I know that you and some of your colleagues have argued that the best thing to do would be to convert to cleaner energy sources. Critics might argue that America has become more energy-independent in recent years and that we mitigate, maybe, some other risks by producing oil domestically and in Canada rather than having it brought in overseas via ship. What options could we choose to make, say, within a year, that would make the biggest difference?

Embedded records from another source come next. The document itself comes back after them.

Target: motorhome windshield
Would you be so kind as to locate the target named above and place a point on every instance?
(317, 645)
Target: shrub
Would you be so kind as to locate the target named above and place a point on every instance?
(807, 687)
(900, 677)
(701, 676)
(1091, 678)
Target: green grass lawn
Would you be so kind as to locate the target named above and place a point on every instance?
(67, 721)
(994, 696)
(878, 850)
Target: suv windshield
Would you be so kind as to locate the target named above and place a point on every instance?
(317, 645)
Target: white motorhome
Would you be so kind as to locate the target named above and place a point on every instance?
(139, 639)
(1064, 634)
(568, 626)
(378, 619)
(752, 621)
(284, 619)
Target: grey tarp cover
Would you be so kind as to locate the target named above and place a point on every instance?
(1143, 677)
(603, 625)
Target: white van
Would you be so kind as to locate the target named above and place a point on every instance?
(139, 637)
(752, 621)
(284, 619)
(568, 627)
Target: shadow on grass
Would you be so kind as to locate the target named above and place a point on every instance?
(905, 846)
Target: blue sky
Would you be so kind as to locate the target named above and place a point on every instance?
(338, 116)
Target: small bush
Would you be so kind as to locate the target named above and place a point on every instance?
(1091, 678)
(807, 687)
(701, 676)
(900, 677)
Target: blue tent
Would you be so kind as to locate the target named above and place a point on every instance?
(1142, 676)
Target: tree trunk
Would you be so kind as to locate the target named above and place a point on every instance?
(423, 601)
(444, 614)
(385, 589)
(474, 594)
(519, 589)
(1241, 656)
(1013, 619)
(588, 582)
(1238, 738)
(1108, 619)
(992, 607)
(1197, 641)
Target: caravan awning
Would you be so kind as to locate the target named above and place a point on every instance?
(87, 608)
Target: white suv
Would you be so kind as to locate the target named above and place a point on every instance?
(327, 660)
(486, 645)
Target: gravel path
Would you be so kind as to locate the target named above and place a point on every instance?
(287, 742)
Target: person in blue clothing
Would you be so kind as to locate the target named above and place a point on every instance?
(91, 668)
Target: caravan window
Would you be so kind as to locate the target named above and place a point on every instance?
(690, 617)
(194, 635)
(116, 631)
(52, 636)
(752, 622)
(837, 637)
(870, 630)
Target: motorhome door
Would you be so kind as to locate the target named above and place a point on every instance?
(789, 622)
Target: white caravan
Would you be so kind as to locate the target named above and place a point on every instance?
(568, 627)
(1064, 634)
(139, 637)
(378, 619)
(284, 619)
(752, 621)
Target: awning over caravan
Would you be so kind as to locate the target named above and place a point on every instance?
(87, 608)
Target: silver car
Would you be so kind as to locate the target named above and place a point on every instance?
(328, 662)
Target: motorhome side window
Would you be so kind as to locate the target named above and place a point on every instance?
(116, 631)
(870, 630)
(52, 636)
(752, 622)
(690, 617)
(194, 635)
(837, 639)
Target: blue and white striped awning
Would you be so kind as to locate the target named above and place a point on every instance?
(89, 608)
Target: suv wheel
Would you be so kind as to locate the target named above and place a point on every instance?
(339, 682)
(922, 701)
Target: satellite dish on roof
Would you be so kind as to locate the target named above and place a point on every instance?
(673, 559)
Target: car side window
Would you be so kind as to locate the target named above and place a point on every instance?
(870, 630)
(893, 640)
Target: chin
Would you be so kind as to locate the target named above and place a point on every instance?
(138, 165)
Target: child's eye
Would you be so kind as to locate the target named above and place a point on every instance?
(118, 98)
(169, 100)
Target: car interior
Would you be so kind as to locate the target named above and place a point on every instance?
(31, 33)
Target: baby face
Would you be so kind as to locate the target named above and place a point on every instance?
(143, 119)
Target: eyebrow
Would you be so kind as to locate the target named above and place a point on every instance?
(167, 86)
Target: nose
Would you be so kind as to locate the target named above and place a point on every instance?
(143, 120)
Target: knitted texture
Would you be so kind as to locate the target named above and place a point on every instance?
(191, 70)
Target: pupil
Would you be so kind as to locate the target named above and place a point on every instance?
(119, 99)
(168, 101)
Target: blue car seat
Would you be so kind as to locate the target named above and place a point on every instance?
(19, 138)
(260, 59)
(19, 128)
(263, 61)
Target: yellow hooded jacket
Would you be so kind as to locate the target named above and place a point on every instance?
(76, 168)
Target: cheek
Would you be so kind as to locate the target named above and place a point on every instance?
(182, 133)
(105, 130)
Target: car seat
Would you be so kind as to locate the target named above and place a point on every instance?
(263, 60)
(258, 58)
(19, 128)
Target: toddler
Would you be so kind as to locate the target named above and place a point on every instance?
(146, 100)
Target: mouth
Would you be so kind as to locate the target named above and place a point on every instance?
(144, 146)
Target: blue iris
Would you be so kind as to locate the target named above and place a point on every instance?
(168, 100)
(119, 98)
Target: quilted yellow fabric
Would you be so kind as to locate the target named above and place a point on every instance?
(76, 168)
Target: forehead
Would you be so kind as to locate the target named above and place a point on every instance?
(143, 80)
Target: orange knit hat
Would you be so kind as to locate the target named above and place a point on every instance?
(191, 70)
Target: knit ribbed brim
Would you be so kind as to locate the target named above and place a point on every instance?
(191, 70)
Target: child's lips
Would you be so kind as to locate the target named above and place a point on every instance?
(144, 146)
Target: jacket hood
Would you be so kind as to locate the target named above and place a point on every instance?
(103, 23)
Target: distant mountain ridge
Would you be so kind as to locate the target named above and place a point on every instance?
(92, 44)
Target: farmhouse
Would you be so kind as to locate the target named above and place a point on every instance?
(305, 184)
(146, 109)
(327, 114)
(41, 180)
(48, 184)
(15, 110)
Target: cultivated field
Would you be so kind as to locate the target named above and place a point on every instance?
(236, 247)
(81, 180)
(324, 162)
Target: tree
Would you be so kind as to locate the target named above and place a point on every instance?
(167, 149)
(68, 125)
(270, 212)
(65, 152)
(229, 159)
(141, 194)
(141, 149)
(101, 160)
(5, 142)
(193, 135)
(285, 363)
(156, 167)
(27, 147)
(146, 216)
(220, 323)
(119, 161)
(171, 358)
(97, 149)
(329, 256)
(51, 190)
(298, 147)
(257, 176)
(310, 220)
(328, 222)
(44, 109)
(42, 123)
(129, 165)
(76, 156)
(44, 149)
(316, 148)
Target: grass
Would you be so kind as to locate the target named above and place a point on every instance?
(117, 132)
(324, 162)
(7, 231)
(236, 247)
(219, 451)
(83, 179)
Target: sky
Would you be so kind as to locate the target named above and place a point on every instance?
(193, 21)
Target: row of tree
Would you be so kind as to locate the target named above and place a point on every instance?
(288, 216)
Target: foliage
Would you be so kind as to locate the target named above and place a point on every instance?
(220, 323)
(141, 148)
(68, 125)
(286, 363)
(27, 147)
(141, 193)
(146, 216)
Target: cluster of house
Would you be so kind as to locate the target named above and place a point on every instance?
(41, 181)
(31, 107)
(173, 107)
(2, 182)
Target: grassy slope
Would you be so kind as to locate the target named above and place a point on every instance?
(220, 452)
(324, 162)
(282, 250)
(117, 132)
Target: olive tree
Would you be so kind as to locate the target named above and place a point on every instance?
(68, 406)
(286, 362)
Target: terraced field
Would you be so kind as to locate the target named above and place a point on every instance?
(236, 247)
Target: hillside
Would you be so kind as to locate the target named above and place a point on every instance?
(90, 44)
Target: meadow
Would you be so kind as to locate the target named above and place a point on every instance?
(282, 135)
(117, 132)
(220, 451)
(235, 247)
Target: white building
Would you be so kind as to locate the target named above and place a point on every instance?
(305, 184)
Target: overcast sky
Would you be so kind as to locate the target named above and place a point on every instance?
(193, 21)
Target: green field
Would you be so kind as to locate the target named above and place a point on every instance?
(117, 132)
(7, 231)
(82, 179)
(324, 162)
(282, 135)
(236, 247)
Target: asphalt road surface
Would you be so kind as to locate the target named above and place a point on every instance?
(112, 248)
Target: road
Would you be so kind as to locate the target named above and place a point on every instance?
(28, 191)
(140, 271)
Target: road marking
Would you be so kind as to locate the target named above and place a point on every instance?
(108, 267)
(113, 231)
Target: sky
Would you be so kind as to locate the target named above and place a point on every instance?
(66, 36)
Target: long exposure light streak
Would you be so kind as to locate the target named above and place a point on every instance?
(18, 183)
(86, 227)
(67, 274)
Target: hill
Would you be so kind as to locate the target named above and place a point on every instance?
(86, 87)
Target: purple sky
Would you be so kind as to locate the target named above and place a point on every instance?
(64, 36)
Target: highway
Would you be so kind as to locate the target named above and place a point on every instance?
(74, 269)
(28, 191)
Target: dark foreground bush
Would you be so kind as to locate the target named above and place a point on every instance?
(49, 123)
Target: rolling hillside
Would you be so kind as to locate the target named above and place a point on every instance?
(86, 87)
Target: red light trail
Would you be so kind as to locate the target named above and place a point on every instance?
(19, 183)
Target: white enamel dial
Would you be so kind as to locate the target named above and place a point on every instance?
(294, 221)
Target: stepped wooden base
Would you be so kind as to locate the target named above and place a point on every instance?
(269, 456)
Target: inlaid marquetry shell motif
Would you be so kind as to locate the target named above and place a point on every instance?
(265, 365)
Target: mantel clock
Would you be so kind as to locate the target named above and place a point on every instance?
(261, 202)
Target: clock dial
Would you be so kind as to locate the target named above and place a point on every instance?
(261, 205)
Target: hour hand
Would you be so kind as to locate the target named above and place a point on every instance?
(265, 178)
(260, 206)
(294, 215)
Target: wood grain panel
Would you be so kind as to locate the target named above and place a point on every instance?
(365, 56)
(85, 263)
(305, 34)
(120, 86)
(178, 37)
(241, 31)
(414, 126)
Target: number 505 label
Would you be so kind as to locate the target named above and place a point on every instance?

Well the biggest, most important solution is actually conservation and energy efficiency, and after that it’s renewables. So wind, for example, wind energy is becoming comparable and in some cases is more affordable than natural gas, for example. So we have renewables becoming competitive with fossil fuels and we need policy, such as we recently saw in Minnesota. In Minnesota, a judge ordered the public utility to convert to renewable energy instead of using natural gas for ecological reasons. So we need policies that actually support that conversion to renewables, but the renewables alone are not enough, unless we are really concentrating on energy efficiency and conservation.

How worried should Philadelphians be about those train tracks going over the Schuylkill?

Not just the trains tracks over the Schuylkill, the entire route is dangerous. So there are elevated tracks over Drexel University near 30th Street Station. There’s a curve by Bartram’s Garden in West Philly. There are tracks down by the river by the Schuylkill Expressway near City Line Avenue, where Ridge and Lincoln Drive come off of City Line Avenue and the Schuylkill Expressway. So all these places are dangerous because this is an extremely dangerous fuel and completely unsafe tank cars on 100-year-old tracks.

So “scared shitless” is really the appropriate response, and people should be calling Mayor Nutter and their City Council members and all their elected officials and demanding that these trains stop.